The LWP boss acknowledges that a rail line to Ellenbrook is simply not appropriate in the short-to-medium term, given the relatively small population in the area.
But he has his own proposal for a rapid transit bus service, which would satisfy locals and make more financial sense.
But Mr Murphy’s development at Ellenbrook is almost three quarters complete and, as such, not riding on political whims as much as other projects at various planning stages.
In fact, LWP is largely past the most difficult stages of property development across its WA portfolio, which includes 3,500 lots in Byford called The Glades, 2,800 lots in the greater Alkimos area marketed as Trinity and 200 lots at Denmark. LWP’s focus has shifted east, where it has a 7,500-lot development in the Hunter Valley in NSW.
While he works closely with the WA government – Ellenbrook is a joint venture with the state’s Department of Housing – the maturity of his local portfolio allows him a little more latitude to offer advice to politicians, based on his experience, on how they could improve property development and take pressure off the increasingly costly creation of new homes.

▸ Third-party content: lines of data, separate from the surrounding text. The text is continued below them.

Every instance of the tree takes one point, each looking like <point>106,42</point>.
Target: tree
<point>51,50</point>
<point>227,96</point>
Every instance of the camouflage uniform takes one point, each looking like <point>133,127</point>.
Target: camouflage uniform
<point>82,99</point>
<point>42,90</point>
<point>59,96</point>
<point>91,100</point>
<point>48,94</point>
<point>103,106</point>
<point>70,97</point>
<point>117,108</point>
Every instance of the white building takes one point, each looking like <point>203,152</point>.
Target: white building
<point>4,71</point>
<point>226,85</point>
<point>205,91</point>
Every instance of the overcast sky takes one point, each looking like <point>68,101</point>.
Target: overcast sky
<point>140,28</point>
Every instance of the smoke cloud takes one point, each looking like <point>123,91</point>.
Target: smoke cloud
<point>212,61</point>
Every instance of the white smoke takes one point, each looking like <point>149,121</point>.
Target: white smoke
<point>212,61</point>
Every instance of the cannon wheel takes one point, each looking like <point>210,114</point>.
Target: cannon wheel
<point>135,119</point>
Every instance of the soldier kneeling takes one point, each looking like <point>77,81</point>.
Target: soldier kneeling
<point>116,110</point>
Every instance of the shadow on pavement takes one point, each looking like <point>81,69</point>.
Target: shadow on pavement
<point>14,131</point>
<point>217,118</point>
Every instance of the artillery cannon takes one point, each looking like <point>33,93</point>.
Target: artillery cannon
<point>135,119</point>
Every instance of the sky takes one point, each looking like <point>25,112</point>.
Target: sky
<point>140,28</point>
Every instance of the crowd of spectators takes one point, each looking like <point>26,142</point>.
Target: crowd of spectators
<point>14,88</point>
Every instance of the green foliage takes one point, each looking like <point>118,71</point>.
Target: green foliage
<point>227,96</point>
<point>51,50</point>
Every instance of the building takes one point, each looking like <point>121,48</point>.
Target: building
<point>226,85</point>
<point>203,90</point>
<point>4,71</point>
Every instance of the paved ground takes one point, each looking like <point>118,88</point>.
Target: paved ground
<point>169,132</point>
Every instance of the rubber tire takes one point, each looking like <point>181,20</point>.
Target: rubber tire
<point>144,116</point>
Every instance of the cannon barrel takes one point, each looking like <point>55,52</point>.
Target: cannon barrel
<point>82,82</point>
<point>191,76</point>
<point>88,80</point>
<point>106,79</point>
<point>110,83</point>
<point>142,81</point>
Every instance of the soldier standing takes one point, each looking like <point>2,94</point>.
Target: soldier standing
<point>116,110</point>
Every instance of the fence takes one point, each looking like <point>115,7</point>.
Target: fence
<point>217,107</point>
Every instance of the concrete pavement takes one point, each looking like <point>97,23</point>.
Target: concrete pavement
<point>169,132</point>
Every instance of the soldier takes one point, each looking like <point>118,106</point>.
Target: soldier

A new plan for the metropolitan region, like that of the 1955 Stephenson-Hepburn plan, which has now reached its limits, would be a good start; especially if politicians followed it, agencies acted together to deliver on it and funding was properly allocated for each step.
Bring in local government planning and remove federal bureaucracy from the process and it might start to work, Mr Murphy said.
“You are generally looking at five years,” he said, with regard to getting a property development fully approved.
“That is far too long. In WA we [LWP] are in the fortunate position of being through this process and are in the business of developing and selling.
“But we have seen no improvement in the process.”
Instead, Mr Murphy said, different agencies appear to have different agendas that work against each other, frustrating developers who sit in the middle trying to interpret these different views.
“There is not enough coordination between the various state government agencies and between the state, local and federal governments; that last one is the area of environmental approvals,” he said.
“There needs to be an urban development committee of cabinet involving the relevant ministers.
“Once they tick off the plan, the agencies must follow; it needs to come from the top.”
He said the interpretation of user pays is a significant issue understood differently by agencies, especially those that have to put in infrastructure such as electricity, sewerage and transport when they might not have the money at hand to do so.
And a more narrow view of recouping housing development costs had significantly shifted the burden to first homebuyers, when previously affordable housing was created by spreading the cost was over generations of users.
“They should ensure funding is in place,” Mr Murphy said.
“It is what business does. If you want to build a new mine you have to have all the elements in place, including funding.
“You get Treasury to sign off on those plans.”